A Skeleton Key for Our Emotions

Maryam Shanechi brings us a step closer to personalized mental health

An illustration of Professor Maryam Shanechi and colleagues with their back facing the reader as they look at an abstract, artistic representation of the brain and emotions.
USC Viterbi professor Maryam Shanechi’s work could help advance treatments for mood disorders. (Illustration/Cornelia Li)

Emotions are sometimes thought of as ethereal things. We know we have them, and we know they are real, but there isn’t any way to measure them. Emotions, however, originate in a very real, very physical part of ourselves — the brain. But emotions originate in a very real, very physical part of ourselves — the brain. With the right technology, we might be able to “see” an emotion in the same way we use an X-ray to look at a broken bone. In fact, that technology might be a lot closer than you realize.

Professor Maryam Shanechi (Image courtesy of Maryam Shanechi)

Maryam Shanechi, the Andrew and Erna Viterbi Early Career Chair and assistant professor of electrical and computer engineering, is a leader in brain-machine interfaces (BMIs). Often used to translate brain signals into actions and help restore motor function in injured patients, BMIs offer a direct pathway to the brain. With this sophisticated and in-depth map of exactly where and how a patient’s movements are represented in the brain, a BMI can read out their movement intention to restore motor function.

Now imagine what it would be like if the same thing could be applied to emotions. After all, depression, pain, anxiety and a host of other disorders are, at least in part, disorders of the brain, just like lost motor function might be. Current treatments for severe depression, for example, don’t always target each individual’s needs, and too often rely on expensive or addictive medications.

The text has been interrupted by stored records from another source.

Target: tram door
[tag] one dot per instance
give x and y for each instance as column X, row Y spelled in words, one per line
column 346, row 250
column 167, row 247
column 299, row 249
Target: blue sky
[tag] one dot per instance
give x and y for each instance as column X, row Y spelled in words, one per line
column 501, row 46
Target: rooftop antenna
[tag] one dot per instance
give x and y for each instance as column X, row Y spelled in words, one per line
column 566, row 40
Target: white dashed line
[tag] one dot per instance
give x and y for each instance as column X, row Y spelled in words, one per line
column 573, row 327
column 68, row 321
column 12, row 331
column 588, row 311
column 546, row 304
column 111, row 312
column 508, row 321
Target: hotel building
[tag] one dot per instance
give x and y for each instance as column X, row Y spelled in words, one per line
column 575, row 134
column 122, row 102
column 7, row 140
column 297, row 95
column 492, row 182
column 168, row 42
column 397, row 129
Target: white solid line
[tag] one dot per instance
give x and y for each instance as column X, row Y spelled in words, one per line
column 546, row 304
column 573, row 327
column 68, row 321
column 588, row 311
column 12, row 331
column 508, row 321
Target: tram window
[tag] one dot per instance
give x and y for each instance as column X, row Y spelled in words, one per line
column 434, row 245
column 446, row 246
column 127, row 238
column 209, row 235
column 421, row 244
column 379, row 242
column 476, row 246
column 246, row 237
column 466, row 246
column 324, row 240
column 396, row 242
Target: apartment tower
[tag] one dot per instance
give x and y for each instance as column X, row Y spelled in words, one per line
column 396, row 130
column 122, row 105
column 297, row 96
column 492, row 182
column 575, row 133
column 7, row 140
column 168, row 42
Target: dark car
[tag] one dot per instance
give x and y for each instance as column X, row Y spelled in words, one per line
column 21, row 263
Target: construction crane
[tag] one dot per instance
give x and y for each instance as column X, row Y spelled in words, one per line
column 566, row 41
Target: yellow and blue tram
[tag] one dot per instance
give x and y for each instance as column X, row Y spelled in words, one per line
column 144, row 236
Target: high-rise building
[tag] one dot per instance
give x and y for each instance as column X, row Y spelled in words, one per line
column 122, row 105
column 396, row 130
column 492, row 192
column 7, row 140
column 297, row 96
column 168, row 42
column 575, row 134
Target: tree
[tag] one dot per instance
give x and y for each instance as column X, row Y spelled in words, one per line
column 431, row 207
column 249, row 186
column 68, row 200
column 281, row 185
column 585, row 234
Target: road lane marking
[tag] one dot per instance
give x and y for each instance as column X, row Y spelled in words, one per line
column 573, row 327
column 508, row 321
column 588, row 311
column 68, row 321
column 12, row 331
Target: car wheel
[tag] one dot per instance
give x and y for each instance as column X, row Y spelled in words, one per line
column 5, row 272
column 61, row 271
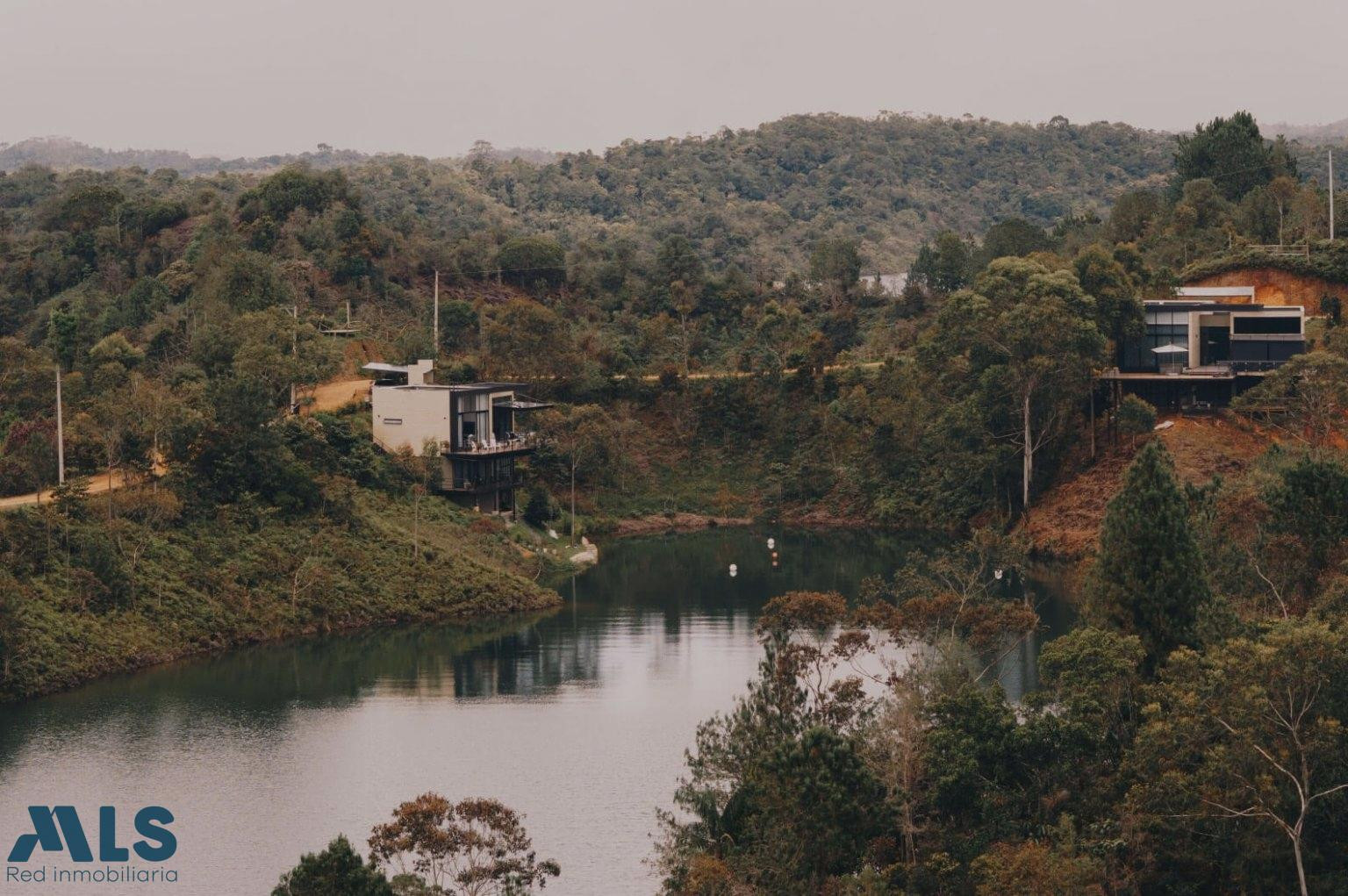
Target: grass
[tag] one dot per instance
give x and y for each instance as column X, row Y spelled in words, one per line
column 82, row 597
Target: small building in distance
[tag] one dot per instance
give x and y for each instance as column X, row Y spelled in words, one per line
column 1205, row 347
column 476, row 429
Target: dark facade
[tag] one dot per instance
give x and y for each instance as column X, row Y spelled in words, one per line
column 1196, row 354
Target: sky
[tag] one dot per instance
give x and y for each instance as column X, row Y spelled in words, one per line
column 254, row 77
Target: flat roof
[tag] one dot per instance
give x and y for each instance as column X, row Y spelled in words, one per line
column 455, row 387
column 1194, row 291
column 1179, row 305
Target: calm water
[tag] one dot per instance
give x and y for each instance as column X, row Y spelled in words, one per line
column 577, row 719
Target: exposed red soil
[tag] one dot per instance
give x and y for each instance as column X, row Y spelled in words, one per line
column 1065, row 521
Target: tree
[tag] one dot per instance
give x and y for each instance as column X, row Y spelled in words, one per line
column 538, row 510
column 425, row 470
column 1115, row 291
column 1310, row 504
column 1307, row 398
column 1229, row 151
column 1031, row 339
column 837, row 263
column 533, row 262
column 1036, row 870
column 677, row 261
column 527, row 340
column 337, row 871
column 459, row 322
column 583, row 437
column 1252, row 732
column 1136, row 418
column 1282, row 190
column 1149, row 576
column 475, row 846
column 943, row 266
column 1013, row 237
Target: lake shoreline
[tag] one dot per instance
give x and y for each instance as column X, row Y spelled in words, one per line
column 548, row 599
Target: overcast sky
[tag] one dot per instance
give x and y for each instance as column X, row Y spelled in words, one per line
column 249, row 77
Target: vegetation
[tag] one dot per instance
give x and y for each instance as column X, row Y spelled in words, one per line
column 472, row 848
column 703, row 316
column 95, row 585
column 1187, row 737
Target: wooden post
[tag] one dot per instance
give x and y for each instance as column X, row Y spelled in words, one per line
column 61, row 435
column 1092, row 419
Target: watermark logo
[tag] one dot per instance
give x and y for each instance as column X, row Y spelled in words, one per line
column 58, row 829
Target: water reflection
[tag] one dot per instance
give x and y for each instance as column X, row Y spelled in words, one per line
column 578, row 714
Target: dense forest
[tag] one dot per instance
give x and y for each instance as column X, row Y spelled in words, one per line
column 699, row 312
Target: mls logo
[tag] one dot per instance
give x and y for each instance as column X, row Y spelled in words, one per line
column 58, row 829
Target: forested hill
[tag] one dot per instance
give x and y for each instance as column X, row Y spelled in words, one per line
column 756, row 197
column 892, row 181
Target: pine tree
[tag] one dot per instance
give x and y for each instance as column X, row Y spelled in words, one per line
column 1149, row 577
column 337, row 871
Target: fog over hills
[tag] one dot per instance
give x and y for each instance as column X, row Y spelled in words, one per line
column 67, row 154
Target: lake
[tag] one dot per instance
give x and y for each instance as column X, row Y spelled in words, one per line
column 577, row 719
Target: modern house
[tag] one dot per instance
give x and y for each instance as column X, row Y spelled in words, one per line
column 1204, row 349
column 473, row 427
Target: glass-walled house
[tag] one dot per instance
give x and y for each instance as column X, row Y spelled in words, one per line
column 1205, row 352
column 475, row 427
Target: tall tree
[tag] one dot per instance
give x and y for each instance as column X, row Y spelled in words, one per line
column 1149, row 577
column 1031, row 341
column 1254, row 733
column 1229, row 151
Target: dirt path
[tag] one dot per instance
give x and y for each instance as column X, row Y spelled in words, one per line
column 97, row 485
column 336, row 395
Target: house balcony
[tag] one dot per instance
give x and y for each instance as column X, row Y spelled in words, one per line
column 484, row 484
column 510, row 445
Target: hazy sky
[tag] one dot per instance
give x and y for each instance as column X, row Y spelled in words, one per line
column 248, row 77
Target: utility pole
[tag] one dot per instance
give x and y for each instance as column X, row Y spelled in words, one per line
column 61, row 435
column 294, row 340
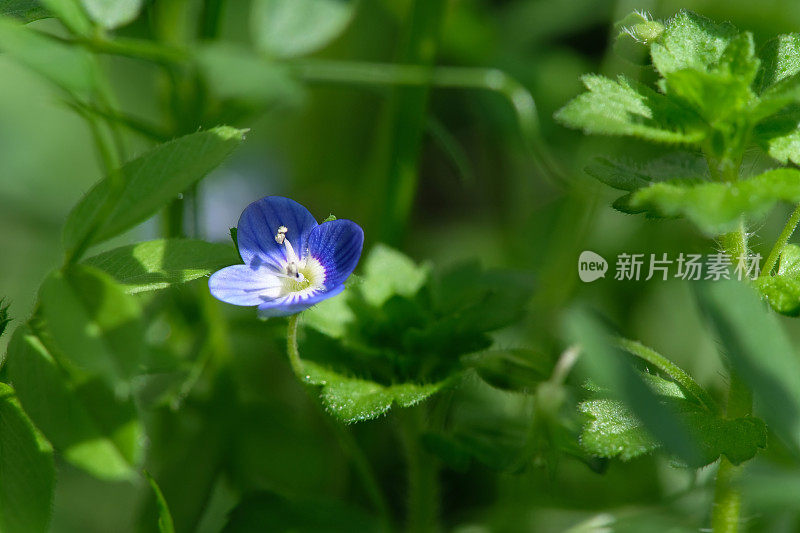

Treating negative mood disorders requires a better understanding of where and how they express themselves in the brain. The challenge is that human emotions aren’t so simple. Think about it: You have the most complex piece of problem-solving hardware in the known universe, the human brain, combined with the most illogical, narcissistic, unfocused piece of software in the known universe, the human mind.

Shanechi and her team tackled first part of the challenge earlier, developing the first “mood decoder”: a machine learning technique that was more effective than anything before in looking at brain activity and assessing a patient’s mood.

But diagnosing the location of the problem was only half the battle. Shanechi then developed a novel electrical stimulation wave combined with another machine learning technique that predicts how different levels of deep brain stimulation will affect a patient’s mood. This was accomplished with an input-output algorithm that randomly changes the frequency and amplitude of the wave, which is the input to the brain just like a medication. To put this two-step process more simply, the decoder provides a map of how emotional disorders are represented in the brain. Then the electrical wave predicts how and where electrical stimulation should be applied to address the disorder.

Of course, no two brains are alike. Two heart disease patients might have similar test results and benefit from similar medication, but the same is not true for emotional disorders. And this brings us to the most exciting part of the whole process. That electric wave Shanechi developed to predict how stimulation will affect a patient can be personalized. Think of it like a skeleton key for emotions. No matter what you’re feeling and where in the brain you’re feeling it, the wave can predict the right dose of electric stimulation for you.

“By putting these two boxes together,” Shanechi explained, “we hope to build closed-loop brain-machine interfaces that adjust the dose of electrical stimulation therapy by tracking the symptoms in real time based on brain activity, and by predicting how a change in stimulation can change the activity and thus these symptoms.”

Shanechi’s work is a major step toward a form of personalized medicine for mental and emotional disorders that could one day change the face of mental health treatment.

So, what kinds of feelings does that give you?